Thursday, January 28, 2016

Question from Candace - Form of address for royal governesses

In several Tudor historical fiction books I have read, I have seen the governesses of Henry VIII's children, Margaret Bryan and Margaret Pole, Countess of Salisbury, addressed as simply 'Bryan' and 'Salisbury', rather than with 'Lady' affixed to the front, which strikes me as rude. I know that historical fiction is a poor source for actual facts, but that I have seen it in several stories leads me to wonder if it was an accepted custom, or simply an invention on the parts of the authors that was replicated from story to story.


PhD Historian said...

Trust your instinct regarding historical fiction. It is not simply "a poor source for actual facts." Rather, it is not a source for any facts whatsoever, full stop. The form of address you describe is without question the invention of some modern novelist who was exercising minimal attention to historically-accurate detail.

Foose said...

The famous anecdote concerning the toddler princess Elizabeth commenting on her change of title begins with her saying "Why, Governor" to Sir John Shelton (or possibly Sir Thomas Bryan) - an anecdote that appears to date from 1607, so it may or may not represent the royal usage of the mid-16th century. I couldn't find any instances of Elizabeth or Mary Tudor addressing their governesses verbally (although the young Elizabeth referred to her governess in writing as "Mrs. Ashley"), but this example (Shelton not being especially eminent socially) suggests that the official position carried with it a formal address.

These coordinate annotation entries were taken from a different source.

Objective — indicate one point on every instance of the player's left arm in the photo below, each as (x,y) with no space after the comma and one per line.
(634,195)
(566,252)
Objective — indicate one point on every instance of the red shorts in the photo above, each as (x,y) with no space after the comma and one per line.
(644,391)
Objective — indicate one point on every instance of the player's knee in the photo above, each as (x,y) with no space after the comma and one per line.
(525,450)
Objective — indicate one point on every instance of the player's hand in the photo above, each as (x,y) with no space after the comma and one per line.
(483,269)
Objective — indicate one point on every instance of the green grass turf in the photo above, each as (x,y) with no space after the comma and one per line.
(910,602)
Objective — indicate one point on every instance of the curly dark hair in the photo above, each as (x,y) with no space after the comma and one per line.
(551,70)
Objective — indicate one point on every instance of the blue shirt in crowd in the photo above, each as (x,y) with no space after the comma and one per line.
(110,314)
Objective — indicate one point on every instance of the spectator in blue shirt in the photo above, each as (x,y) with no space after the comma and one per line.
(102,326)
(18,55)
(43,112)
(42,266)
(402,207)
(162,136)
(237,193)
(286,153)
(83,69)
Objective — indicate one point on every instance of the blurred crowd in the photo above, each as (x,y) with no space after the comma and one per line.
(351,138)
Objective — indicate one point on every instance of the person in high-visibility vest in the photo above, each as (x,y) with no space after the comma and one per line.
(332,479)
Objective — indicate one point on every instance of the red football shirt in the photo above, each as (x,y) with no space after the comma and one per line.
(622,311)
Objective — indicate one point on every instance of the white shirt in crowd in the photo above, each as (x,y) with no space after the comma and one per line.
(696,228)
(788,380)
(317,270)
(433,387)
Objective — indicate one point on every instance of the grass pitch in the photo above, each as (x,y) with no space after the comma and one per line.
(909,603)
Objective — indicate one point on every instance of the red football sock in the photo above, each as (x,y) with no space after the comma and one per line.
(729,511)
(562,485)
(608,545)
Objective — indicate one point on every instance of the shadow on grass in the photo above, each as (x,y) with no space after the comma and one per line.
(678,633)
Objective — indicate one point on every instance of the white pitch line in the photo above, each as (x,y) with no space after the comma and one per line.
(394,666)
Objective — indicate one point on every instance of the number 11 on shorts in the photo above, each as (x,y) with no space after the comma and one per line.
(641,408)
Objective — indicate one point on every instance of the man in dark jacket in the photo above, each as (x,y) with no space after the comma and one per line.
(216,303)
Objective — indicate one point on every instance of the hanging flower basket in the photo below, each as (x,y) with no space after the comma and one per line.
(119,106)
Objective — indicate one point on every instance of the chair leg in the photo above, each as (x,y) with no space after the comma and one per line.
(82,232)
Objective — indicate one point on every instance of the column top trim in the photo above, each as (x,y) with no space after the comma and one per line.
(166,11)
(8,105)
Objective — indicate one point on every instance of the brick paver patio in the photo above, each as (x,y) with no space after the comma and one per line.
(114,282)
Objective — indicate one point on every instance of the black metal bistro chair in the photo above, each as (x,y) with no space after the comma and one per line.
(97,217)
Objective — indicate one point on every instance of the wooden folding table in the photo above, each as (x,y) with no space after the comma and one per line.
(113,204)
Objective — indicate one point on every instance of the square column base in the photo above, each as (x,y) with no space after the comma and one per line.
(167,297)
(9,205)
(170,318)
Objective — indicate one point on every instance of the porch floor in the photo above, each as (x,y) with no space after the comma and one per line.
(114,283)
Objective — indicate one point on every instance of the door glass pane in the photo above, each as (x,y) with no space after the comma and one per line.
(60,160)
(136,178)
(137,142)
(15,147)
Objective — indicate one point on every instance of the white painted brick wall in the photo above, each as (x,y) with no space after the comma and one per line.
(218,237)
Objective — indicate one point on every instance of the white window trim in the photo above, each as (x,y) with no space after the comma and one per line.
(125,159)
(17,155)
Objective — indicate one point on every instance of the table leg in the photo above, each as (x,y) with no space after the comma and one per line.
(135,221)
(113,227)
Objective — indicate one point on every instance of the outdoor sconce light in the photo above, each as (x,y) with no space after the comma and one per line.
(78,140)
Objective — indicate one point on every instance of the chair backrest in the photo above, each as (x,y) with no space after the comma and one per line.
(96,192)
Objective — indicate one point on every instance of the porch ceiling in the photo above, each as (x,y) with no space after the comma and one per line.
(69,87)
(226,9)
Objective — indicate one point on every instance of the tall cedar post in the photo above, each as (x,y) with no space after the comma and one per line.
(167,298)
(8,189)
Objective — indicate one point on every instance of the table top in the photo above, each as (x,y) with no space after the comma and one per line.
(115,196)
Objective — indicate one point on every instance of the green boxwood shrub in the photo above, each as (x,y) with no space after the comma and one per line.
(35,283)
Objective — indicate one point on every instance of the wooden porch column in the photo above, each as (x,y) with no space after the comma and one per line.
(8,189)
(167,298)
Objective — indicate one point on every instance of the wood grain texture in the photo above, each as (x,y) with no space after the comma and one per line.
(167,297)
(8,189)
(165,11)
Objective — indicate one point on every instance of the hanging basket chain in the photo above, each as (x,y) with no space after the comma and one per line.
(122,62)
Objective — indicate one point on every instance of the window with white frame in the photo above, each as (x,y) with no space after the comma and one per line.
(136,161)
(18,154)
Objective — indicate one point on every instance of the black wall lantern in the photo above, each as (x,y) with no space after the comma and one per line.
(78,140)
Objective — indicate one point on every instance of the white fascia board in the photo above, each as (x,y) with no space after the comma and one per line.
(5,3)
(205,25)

Although often referred to by modern writers as Mary's "governess," Lady Salisbury seems to have been "the lady mistress," so possibly the princess addressed her as such. Mrs. Ashley always seems to have been simply the "governess."

From the very same (Catholic, it seems) source for the "governor" anecdote comes the incident where Queen Mary praises Mistress Strelly, a gentlewoman or lady of the privy chamber, for refusing to collude in the general assurances that she was pregnant: "Ah Strelly, Strelly, I see they be all but flatterers ..." Strelly, of course, was not the queen's governess, and definitely not a great noblewoman nor holding a great court office, so perhaps this made it proper to address her by her last name.